As cidades vão, então, ter que ser ajustadas às necessidades dos idosos?

Eu penso que sim. As cidades, no geral, são pouco amigas dos mais velhos e dos deficientes físicos. É fácil fazer a experiência, basta sentarmo-nos numa cadeira de rodas e tentar ir de um ponto qualquer da cidade a outro. Para mim, a questão da mobilidade, da facilidade de deslocação, é uma questão importantíssima. Se os idosos têm uma mobilidade dificultada, facilmente ficam deprimidos; contactam menos com outras pessoas, por exemplo. Se os idosos não se conseguirem deslocar nas cidades, isso também traz problemas de saúde, problemas cardiovasculares, por exemplo. E há coisas tão simples que partem de cada um, e que mesmo assim acontecem. Por exemplo, quando estacionamos junto a uma paragem de autocarro, não percebemos que estamos a obrigar os idosos a ter que fazer um esforço extra para subir para o autocarro. Estes são problemas críticos. Têm de ser resolvidos para os idosos saírem mais, serem mais activos.

 

As pessoas têm medo de abordar o envelhecimento

 

É licenciado em Psicologia e tem um doutoramento em Ciências Biomédicas. Em que altura começou a interessar-se pelo estudo do envelhecimento?
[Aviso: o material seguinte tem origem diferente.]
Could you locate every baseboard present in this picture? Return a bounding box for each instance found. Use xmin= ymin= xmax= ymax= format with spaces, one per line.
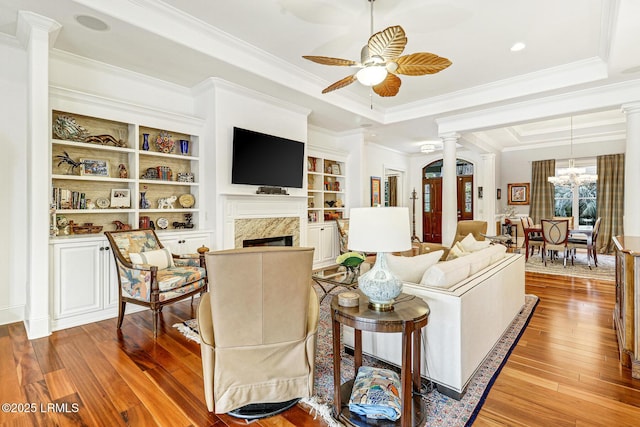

Durante muitos anos trabalhei na área da Psicologia da Educação, na orientação vocacional para jovens... A minha área de trabalho estava mais centrada na adolescência e na transição para a idade adulta do que nas questões do envelhecimento. No final dos anos 90, senti que esta área era muito negligenciada pela Psicologia em Portugal, e isso coincidiu com um período em que muitas pessoas que me rodeavam se estavam a reformar. Pessoas entre os 50-60 que estavam a reformar-se naquela época das reformas precoces. Sob o ponto de vista do conhecimento que existia acerca das condições psicológicas das pessoas no momento em que se reformavam, e do que as esperava nos próximos 20 ou 30 anos, havia muito pouca reflexão em Portugal. A partir daí interessei-me por esse tipo de questões.

 

Já publicou vários livros sobre a temática do envelhecimento. O que é que podemos encontrar nessas obras?
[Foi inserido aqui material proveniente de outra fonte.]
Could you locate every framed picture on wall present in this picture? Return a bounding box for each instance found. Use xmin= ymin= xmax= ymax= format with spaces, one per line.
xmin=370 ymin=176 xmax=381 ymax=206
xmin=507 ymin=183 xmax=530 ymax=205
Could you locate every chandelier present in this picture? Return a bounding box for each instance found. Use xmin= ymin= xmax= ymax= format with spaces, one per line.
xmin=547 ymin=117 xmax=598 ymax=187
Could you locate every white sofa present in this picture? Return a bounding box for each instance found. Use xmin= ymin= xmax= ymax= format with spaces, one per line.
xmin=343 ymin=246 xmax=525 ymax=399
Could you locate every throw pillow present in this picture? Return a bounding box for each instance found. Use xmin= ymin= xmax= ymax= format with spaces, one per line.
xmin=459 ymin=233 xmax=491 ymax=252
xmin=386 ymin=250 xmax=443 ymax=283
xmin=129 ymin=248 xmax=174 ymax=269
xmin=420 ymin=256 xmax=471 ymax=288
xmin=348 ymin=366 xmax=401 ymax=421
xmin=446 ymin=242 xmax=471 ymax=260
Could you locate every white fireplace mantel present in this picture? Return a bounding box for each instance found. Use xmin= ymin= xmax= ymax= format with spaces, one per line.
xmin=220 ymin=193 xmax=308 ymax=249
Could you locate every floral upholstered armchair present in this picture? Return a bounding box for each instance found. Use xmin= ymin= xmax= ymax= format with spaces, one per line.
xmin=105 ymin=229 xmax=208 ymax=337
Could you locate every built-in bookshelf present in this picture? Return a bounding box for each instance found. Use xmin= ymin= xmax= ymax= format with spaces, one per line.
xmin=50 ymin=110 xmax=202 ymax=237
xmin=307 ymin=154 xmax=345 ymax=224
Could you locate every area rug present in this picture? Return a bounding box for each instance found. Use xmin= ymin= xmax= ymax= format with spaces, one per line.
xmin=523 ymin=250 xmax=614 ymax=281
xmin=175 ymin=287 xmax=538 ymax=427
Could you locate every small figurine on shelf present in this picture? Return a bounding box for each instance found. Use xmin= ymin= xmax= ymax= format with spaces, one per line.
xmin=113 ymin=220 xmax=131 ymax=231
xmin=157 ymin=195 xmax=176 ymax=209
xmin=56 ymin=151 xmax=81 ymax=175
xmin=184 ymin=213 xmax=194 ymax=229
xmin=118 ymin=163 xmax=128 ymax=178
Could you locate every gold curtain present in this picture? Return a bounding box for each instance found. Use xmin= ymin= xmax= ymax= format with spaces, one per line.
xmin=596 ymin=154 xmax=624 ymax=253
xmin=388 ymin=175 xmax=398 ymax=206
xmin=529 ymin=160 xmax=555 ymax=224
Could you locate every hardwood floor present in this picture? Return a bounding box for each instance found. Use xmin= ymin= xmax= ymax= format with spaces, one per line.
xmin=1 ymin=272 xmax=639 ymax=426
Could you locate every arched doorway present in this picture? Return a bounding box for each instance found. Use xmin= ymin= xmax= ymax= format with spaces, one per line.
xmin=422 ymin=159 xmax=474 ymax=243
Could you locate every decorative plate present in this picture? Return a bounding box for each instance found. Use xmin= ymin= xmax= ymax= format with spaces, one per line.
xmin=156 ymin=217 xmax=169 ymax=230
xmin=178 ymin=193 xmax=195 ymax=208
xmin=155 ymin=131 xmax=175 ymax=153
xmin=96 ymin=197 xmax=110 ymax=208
Depende muito. Alguns têm mais conteúdo académico, outros podem ser lidos por pessoas de fora da Psicologia, porque podem ajudar a compreender questões psicológicas ligadas ao envelhecimento. Por exemplo, as pessoas percebem bem os problemas da adolescência: um período de risco, de grandes transições... Há temáticas que são associadas pelas pessoas à adolescência de uma forma muito automática. Em relação ao envelhecimento, a maioria das pessoas pensa em problemas económicos ou em problemas de ordem social, como a solidão. Ou seja, não há grande noção de muitas dimensões de ordem psicológica, como a adaptação a uma nova realidade, a renovação de objectivos pessoais, as expectativas para o futuro... E são essas questões que os meus livros abordam, nalguns casos de uma forma mais técnica, académica, noutros casos, de uma forma mais abrangente, para que o público em geral as possa compreender.

 

E o público quer perceber essas questões? Tem sentido esse interesse?
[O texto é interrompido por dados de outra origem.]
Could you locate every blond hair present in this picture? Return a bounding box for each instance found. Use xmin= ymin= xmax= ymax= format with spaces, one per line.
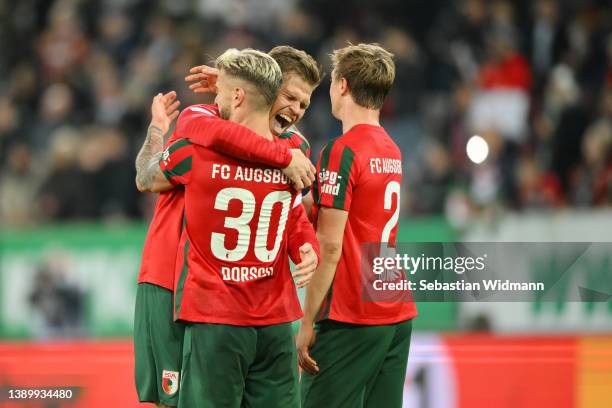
xmin=215 ymin=48 xmax=282 ymax=109
xmin=269 ymin=45 xmax=324 ymax=88
xmin=331 ymin=43 xmax=395 ymax=109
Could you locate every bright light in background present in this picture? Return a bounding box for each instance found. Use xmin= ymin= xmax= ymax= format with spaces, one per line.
xmin=466 ymin=135 xmax=489 ymax=164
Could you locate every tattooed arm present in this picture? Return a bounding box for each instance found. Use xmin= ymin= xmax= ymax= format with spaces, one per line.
xmin=135 ymin=124 xmax=164 ymax=191
xmin=135 ymin=92 xmax=180 ymax=192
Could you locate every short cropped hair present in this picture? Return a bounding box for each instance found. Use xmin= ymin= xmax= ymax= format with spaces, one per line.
xmin=269 ymin=45 xmax=324 ymax=88
xmin=215 ymin=48 xmax=282 ymax=108
xmin=331 ymin=43 xmax=395 ymax=110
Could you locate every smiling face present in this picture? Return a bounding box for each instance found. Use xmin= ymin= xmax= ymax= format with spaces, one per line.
xmin=269 ymin=73 xmax=314 ymax=135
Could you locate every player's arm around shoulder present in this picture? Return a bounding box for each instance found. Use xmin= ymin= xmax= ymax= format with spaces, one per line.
xmin=137 ymin=163 xmax=174 ymax=193
xmin=135 ymin=130 xmax=177 ymax=193
xmin=142 ymin=138 xmax=194 ymax=193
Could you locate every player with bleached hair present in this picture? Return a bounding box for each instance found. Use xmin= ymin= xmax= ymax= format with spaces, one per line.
xmin=135 ymin=48 xmax=322 ymax=407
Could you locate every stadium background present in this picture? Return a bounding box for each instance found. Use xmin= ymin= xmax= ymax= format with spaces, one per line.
xmin=0 ymin=0 xmax=611 ymax=406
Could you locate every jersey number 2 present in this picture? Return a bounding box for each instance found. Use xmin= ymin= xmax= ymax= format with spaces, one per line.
xmin=210 ymin=188 xmax=292 ymax=262
xmin=382 ymin=181 xmax=401 ymax=243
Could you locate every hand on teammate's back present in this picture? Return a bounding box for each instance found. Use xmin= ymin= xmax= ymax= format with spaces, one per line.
xmin=151 ymin=91 xmax=181 ymax=134
xmin=284 ymin=149 xmax=316 ymax=190
xmin=293 ymin=243 xmax=318 ymax=288
xmin=185 ymin=65 xmax=219 ymax=94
Eu acho que o público tem medo do envelhecimento. Medo, receio... Sabemos exactamente o que nos espera quando envelhecemos: por muito optimistas que sejamos, sabemos que vamos perder capacidades, as doenças vão ser mais frequentes e a seguir ao processo de envelhecimento vem a morte. Portanto, é uma temática que as pessoas têm medo de abordar. Algumas acabam até por fazer humor quando se deparam com algumas obras que abordam a temática do envelhecimento feliz, do envelhecimento activo... E percebe-se claramente que existe uma defesa em relação a estas questões. Há ainda, por parte da opinião pública, muitas representações erradas e a ideia de que não precisamos de nos preocupar com a velhice, porque as pessoas acabarão por se ajustar. As pessoas pensam que os idosos precisam apenas de conforto, de carinho, e não se interessam tanto por questões mais profunda.